Comme Dick parlait, une lourde main tomba sur son épaule. C’était Bennet Hatch qui s’était approché de lui sans qu’il s’en aperçût. D’un signe rapide le lieutenant renvoya sa femme.

— Ami Dick, dit-il aussitôt qu’ils furent seuls ; êtes-vous un sauvage lunatique ? Si vous ne laissez pas certaines choses tranquilles, vous serez mieux au fond de la mer qu’ici à Tunstall, à Moat-House. Vous m’avez questionné, vous avez questionné, harcelé Carter ; vous avez effrayé le faquin de prêtre avec des allusions. Soyez plus prudent, fou ; et à présent, quand Sir Daniel vous fera demander, montrez-moi une figure calme, au nom de la prudence. Vous allez être questionné de près. Attention à vos réponses.

— Hatch, répondit Dick, dans tout ceci je flaire une conscience coupable.

— Et si vous n’êtes pas plus prudent, on flairera du sang… répliqua Bennet. Je vous avertis. Voici qu’on vient vous chercher.

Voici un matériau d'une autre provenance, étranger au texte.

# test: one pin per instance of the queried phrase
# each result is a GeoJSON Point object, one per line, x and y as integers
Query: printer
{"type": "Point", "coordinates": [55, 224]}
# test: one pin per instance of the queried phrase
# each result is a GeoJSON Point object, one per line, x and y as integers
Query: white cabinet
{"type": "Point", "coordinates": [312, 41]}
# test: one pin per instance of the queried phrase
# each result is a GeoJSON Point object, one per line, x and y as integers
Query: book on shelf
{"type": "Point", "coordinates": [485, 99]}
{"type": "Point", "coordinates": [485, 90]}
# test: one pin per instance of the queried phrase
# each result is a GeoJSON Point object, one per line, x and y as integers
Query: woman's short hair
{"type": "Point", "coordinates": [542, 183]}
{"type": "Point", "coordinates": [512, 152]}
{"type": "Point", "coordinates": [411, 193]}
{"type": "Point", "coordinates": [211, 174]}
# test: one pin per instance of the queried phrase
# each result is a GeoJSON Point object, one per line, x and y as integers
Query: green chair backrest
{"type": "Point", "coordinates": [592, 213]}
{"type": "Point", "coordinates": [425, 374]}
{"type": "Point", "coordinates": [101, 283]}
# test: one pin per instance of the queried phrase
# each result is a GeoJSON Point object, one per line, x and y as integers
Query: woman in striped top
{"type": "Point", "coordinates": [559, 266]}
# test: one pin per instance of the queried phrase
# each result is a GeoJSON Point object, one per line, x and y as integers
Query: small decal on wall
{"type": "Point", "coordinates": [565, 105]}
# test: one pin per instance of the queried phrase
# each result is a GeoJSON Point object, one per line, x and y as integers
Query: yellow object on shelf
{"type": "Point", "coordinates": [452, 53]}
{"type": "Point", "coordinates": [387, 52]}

En effet, juste à ce moment, un messager traversa la cour pour inviter Dick à se présenter devant Sir Daniel.

CHAPITRE II
LES DEUX SERMENTS

Sir Daniel était dans le hall ; il allait et venait rageusement devant le feu en attendant Dick. Il n’y avait personne que Sir Olivier, assis discrètement dans un coin, qui feuilletait son bréviaire et marmottait.

— Vous m’avez fait demander, Sir Daniel ? dit Shelton.

— Je vous ai fait demander, parfaitement, répondit le chevalier. Qu’est-ce que j’apprends ? Ai-je été pour vous un mauvais tuteur que vous vous hâtiez de croire au mal que l’on conte sur moi ? Ou parce que vous me voyez battu pour cette fois, pensez-vous à quitter mon parti ? Par la messe, votre père n’était pas ainsi ! Là où il était, il restait, malgré vents et marée. Mais vous, Dick, vous êtes un ami des beaux jours, à ce qu’il paraît, et, aujourd’hui, vous cherchez à vous débarrasser de la foi due.